When I was a kid we went on long road trips, criss-crossing the country in cardinal directions. West from Baltimore we crossed Roger's Forge and the snowy Appalachian mountians to visit family in Tennessee for Christmas. North to Maine was the worst trip, involving the terrible highways and traffic of the Northeast corridor. Due South, to the family beach house in South Carolina, was the best journey because my friend Hollis and I would excitedly anticipate the signs for South of the Border, that cheesy sombrero'd crossing between the Carolinas. We spotted the signs in the excited hopes that our parents would let us stop and do whatever was advertised, only to be disappointed every year when we were denied anything but a bathroom break.
My mom loved taking backroads, prolonging our trip with winding paths through small towns where signs announced bingo night and shops advertised "Perms and Peelers." She packed snack boxes that we ate in the moss draped oak trees of old church cemeteries (cemeteries were always clean and green went the family saying) and stopped at general stores for fudge and road side stands for peaches.
I spent most of these trips reading books in passenger's seat, fiddling with the radio, but often simply watching the rolling landscape go by and allowing my mind to wander. Those images, of picturesque red barns in the snowy hills, or low-slung fried chicken shacks in the deep South, are what populate the America of my childhood. Often, I would write stories in my head, propelling plots and character lines and along in an abstract rolling jumble for the duration of 10-hour trips.
Maybe that's why for me the travel space, the odd time continuum in which we get from one place to another, has always been a great space of creativity. The time to stare out the window on a road trip or from a train car, the seclusion of a long plane ride, a place to read books and scribble ideas in notebooks and arrange words in your head. I feel more and more that real-life encroaches on these spaces now, that the stress of long work weeks means I'm more likely to tune-out and watch a movie on a plane than to read a book. But I still find the space on vacations, I carry a little notebook where I jot down ideas and sketch dream houses, and come up with recipe ideas I want to try. This recipe is one that found its way into my notebook back in October while wandering around the Sicilian countryside.

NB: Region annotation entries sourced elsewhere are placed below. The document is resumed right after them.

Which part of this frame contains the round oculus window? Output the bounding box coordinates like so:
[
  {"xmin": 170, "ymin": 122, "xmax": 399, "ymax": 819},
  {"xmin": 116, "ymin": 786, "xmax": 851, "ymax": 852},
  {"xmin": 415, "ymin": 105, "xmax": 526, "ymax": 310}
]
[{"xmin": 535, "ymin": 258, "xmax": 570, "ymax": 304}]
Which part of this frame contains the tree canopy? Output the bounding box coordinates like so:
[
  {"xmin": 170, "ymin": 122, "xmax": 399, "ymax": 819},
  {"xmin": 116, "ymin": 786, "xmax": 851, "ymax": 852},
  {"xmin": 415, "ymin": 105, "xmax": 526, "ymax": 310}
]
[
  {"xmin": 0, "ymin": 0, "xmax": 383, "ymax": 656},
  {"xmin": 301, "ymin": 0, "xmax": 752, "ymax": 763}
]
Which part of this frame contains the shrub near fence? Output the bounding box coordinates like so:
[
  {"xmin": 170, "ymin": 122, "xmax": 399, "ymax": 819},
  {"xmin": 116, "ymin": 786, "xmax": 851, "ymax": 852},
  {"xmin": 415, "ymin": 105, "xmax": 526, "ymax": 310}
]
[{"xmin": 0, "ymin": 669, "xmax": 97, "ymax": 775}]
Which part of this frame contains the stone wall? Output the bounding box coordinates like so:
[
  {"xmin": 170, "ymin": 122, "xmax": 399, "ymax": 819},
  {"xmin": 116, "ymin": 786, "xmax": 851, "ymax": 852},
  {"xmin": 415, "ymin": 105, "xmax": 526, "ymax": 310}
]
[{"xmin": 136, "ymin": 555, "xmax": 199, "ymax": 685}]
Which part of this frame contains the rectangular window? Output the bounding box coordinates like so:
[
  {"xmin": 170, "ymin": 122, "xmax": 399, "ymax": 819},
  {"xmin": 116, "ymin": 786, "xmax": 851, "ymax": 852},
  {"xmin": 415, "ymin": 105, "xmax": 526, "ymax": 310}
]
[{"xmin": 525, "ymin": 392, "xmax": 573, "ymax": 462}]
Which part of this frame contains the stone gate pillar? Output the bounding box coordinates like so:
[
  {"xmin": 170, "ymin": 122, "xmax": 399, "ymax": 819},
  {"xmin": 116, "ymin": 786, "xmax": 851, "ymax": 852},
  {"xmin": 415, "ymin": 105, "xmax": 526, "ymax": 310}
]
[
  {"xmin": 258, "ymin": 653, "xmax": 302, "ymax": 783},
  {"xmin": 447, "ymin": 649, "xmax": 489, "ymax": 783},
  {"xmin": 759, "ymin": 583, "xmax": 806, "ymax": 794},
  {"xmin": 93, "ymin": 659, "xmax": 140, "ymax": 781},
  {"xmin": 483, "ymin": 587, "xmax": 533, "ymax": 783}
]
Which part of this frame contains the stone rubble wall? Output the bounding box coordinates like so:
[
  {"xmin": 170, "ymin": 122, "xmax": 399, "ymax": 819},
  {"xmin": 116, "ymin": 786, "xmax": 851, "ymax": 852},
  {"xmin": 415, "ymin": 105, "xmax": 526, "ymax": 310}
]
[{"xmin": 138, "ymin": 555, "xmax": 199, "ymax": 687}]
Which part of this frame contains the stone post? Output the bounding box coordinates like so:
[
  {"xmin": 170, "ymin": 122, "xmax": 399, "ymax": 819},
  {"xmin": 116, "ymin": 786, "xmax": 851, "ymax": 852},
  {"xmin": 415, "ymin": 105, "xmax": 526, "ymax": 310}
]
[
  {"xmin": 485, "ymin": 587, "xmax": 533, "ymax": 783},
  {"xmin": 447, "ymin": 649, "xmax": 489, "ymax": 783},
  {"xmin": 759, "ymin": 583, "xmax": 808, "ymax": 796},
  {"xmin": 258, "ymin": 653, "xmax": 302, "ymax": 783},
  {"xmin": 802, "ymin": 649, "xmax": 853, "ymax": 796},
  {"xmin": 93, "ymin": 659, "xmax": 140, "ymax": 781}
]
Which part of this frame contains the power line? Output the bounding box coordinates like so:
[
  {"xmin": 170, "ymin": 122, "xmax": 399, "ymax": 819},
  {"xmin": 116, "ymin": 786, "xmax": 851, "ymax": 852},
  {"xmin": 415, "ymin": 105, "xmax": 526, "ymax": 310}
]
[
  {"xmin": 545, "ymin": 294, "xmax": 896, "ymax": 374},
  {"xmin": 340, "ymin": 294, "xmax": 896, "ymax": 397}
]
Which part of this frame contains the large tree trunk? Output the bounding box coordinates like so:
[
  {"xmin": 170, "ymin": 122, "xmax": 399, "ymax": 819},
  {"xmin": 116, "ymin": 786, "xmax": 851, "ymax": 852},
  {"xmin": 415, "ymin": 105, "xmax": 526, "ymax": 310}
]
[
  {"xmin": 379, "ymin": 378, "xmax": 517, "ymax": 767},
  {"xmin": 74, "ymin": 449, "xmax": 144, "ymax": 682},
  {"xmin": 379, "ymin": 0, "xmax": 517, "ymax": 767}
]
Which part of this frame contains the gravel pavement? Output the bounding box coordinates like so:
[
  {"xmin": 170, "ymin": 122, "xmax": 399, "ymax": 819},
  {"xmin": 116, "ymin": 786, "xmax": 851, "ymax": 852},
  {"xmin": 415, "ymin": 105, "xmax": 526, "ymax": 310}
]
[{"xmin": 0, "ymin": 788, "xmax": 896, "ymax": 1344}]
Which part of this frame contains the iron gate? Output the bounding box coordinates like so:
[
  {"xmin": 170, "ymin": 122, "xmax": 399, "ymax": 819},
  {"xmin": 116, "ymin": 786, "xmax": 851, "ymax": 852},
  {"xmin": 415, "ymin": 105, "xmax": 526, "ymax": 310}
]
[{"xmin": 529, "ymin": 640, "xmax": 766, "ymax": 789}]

The notebook entry, an equation for a winter fattoush with brussel sprouts, reads as follows:
lettuce -- brussel sprout leaves
tomatoes -- persimmons
cucumber -- fennel slivers
sumac -- dried sour cherries
mint -- dill
pita chips stay the same, otherwise it just doesn't feel like fattoush to me!
Brussel Sprout Fattoush
This is a beautful jeweled salad for winter. If you don't have dried sour cherries I imagine pomegranate seeds or dried currants could be good substitutions. The salad is also good without the fennel, if you don't have any on hand.
4 cups chopped brussel sprout leaves (from a medium-sized bag of brussel sprouts)
2 small firm-ripe Fuyu persimmons
2 heaping tablepsoons dried sour cherries
1 1/2 large thin pita breads (about 10-inches in diameter)
1/4 of a small fennel bulb
1/4 cup olive oil, plus more for the pita chips
salt, black pepper
optional: a few sprigs of dill, chopped
1. Preheat oven to 400 F. Tear the pita bread into pieces and scatter on a rimmed baking sheet. Drizzle some olive oil lightly over the pita and toss to coat. You don't need to saturate the pita, but a little oil adds some nice flavor and crispness. Sprinkle the pita with salt and place in the oven to toast for about 7-10 minutes. Watch the pita carefully so that it turns brown but does not burn. Set aside to cool.
2. Meanwhile, mix together the juice of the lemon, the quarter cup of the olive oil, and a good pinch of salt in the bottom of a large bowl. On a large cutting board, very finely sliver the brussel sprouts with a knife into thin segments. You can also do this with a mandoline, but I find a knife to be safer and easier. When you have a big pile of your sprout leaves (about 4 cups if you're into measuring), add them to the bowl with the salad dressing and toss to coat. You want the sprouts to sit in the dressing for about 20 minutes before serving so that they soften.
3. Next, slice your fennel into thin ribbons on a mandoline and add to the sprout leaves.
4. Peel and chop your persimmons into small dice. Discard the weird tough white part inside the persimmon.
5. When ready to serve, add the persimmons, sour cherries, pita chips, and dill if using, to the bowl and stir everything around to coat. Taste for seasoning. Add some more salt and some cracks of fresh black pepper before serving.